Chapter One Hundred In which Pickleherring lays down his pen after telling of the curse on Shakespeare's grave
The last poem written by William Shakespeare is inscribed upon his gravestone! It looks like this:
That is from a rubbing of the stone which I made myself. Here is the verse written out in a modern spelling and punctuation, just for your ease of reading:
Good friend, for Jesu's sake forbear,
To dig the dust enclosed here!
Blessed be the man that spares these stones,
And cursed be he that moves my bones.
Who is the GOOD FRIEND thus addressed? I think it is the sexton, both now and to come. The sextons of Trinity Church have been known to dig up old graves to make room for the newly deceased. The bones they uncover are then thrown upon others in the charnel-house, which stands adjoining the north wall, no more than a dozen strides from Shakespeare's grave. As I have told you, the poet had a horror of that charnel-house. But there is more to it than that.

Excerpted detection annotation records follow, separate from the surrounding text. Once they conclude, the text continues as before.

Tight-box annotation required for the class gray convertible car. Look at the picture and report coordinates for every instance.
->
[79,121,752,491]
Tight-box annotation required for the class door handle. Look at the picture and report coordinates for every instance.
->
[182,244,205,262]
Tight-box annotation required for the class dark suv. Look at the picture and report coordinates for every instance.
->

William Shakespeare lies full seventeen foot deep in Trinity Church, deep enough to secure him, and he placed that curse upon his grave to make sure not just that he was not taken out of it but that no one else got into it. He liked in his later years to sleep alone. He did not want his grave raped, nor broken up to entertain some second guest. So he placed that curse there to make sure, I think, that he was not disturbed by anyone in his final slumbers. If for ANYONE you read Anne Shakespeare or Susanna Hall then I shall not deny you. For when Anne died seven years after her husband I heard that she left instruction that she was to be buried in Shakespeare's grave, and that so did Susanna when she died in 1649, but no sexton could be found who was willing to lift that nameless flagstone and incur the poet's curse.
Reader, I have heard it said that William Shakespeare did not write this verse himself, and that it is doggerel. I tell you he did write it, and that it is not. The test of any poem is this: Does it work? I say these four lines work very well indeed. They have done what the poet intended them to do, and they will go on doing it. No one will ever knave William Shakespeare out of his last bed. No one will ever dig up William Shakespeare while that curse is on his grave. His dust will lie there undisturbed till the day of judgement.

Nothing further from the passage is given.